I know a ton of republicans and people sympathetic to republicans. All of them thought bernie was a decent guy and they would of preferred him over Hillary.

Then after the primary he increasingly took up democrat talking points and would occasionally finger wag at them while not materially doing anything other than get angry in a speech. His embrace of democrats on gun control was a mistake, if he just maintained his view that he had most of his political career he’d court a lot of crossover voters. But now he’s far too old and the damage is done.

I voted for him multiple times, in primaries and eventually as my senator, but his milquetoast stance on Gaza made me for the first time vote against him for an independent. He’s really disappointed me over the past almost decade - I went from raising money and canvassing for him to finding him to be a has been and sell out.

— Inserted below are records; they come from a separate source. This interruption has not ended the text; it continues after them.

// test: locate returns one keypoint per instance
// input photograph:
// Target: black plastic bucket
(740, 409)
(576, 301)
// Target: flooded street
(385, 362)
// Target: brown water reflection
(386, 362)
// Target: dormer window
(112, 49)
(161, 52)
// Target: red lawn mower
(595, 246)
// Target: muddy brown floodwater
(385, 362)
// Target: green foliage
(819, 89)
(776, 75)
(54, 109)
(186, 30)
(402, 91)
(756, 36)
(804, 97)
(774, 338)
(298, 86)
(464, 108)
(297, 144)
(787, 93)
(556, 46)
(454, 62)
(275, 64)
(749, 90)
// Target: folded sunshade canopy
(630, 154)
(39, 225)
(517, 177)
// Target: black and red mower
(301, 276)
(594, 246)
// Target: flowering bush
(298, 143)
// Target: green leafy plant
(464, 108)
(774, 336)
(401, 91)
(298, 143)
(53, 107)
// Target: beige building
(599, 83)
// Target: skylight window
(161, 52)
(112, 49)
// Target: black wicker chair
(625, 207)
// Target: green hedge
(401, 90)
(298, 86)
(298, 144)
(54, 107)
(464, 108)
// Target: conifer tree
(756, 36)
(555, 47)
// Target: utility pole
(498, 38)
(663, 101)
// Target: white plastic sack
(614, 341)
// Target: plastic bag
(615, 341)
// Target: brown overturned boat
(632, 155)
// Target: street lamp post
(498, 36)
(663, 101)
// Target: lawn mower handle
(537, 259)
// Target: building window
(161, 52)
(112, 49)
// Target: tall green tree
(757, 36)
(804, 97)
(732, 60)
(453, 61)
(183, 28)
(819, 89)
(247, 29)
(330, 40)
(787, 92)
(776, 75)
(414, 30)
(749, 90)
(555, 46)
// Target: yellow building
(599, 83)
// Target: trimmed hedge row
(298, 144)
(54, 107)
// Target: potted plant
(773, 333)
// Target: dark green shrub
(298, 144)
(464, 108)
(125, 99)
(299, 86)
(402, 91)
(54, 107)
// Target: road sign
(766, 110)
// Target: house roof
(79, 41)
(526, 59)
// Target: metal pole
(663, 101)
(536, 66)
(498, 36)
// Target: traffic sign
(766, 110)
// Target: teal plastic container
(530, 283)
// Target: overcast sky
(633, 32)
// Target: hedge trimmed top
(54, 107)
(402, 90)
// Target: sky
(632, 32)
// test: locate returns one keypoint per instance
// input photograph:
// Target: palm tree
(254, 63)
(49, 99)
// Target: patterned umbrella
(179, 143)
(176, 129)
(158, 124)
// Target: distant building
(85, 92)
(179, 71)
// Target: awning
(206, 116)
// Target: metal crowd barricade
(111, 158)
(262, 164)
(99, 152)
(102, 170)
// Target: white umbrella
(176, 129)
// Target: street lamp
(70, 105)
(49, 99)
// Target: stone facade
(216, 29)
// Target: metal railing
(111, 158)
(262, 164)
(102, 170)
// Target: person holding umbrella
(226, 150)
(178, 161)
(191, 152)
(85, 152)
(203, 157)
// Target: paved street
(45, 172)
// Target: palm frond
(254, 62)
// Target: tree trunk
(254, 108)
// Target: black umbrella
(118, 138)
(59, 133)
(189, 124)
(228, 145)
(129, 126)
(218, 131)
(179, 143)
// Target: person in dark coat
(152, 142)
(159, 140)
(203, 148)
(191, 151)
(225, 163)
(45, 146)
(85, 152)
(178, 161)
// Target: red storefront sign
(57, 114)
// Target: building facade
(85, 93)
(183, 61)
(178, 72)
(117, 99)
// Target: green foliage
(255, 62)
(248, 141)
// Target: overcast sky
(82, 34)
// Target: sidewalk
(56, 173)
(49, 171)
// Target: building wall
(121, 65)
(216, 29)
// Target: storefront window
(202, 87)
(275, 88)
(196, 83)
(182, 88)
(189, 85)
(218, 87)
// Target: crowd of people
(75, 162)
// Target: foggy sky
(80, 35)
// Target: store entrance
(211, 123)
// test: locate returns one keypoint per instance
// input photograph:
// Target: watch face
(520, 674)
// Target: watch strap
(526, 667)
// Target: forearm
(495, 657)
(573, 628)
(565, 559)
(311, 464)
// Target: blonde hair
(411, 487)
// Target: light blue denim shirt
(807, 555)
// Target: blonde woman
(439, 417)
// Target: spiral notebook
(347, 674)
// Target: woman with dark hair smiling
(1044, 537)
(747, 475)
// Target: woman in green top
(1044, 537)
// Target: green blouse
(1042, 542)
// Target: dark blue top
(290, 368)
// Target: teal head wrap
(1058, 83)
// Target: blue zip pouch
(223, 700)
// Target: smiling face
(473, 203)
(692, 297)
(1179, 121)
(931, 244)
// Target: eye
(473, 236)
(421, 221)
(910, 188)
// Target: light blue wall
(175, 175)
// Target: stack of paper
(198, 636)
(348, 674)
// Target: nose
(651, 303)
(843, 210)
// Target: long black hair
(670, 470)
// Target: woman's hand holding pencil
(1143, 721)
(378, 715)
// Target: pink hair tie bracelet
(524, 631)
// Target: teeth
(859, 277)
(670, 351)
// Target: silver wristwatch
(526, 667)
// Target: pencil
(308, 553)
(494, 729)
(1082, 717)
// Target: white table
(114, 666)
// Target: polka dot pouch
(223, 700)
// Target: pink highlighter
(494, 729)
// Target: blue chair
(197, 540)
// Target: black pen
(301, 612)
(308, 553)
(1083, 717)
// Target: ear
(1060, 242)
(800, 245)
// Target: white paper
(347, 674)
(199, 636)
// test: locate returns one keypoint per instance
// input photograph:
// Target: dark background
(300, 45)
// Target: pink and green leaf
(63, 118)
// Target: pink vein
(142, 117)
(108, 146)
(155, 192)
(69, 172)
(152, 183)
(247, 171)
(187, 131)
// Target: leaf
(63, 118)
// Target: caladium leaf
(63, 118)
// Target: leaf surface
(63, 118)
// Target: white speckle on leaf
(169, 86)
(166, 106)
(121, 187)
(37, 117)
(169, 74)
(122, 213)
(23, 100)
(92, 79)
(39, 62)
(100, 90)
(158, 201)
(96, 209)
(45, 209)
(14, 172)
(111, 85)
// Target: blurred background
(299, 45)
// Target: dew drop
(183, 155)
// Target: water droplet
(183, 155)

I still think he’s the best elected official on the national scale that we’ve got but I’m so disappointed in him.

[–] TheGiantKorean@lemmy.world 4 points 2 weeks ago (1 children)

I mostly agree. I do think that a lot of folks on the left liked our candidate, though, and that a lot in the right disliked Trump but sucked it up and voted for him because they thought they "had" to. Harris' likeability rating is way higher than Trump's in the polls.

I don't think any of this would have been an issue if Bernie was the Dem candidate in 2016.

[–] MirthfulAlembic@lemmy.world 4 points 2 weeks ago (1 children)

I think the problem is that plenty of people might like Harris, but not so much that turnout for her matched Biden. The people who like Trump love him, and they turned out in the same numbers as 2020 basically. He didn't need to meaningfully grow his base if people weren't motivated to show up for his opponent.

It's definitely a demonstration that having the most palatable candidate doesn't matter. It might if voting were compulsory, but it isn't.

[–] TheGiantKorean@lemmy.world 3 points 2 weeks ago (1 children)

That's a good point about like vs love. Trump supporters are basically cultists. People who liked Bernie loved Bernie (not cultists).

[–] MirthfulAlembic@lemmy.world 3 points 2 weeks ago

Indeed. I think it's why cults of personality are so dangerous. You don't need to convince that many people if you can get a large enough, dedicated number to consistently do what the leader says and push others around.

I'm not sure that love is the word for Bernie, but I was certainly much more enthusiastic about him. Some people did get weird about it which made me uncomfortable, though. The policy should always come before the politician.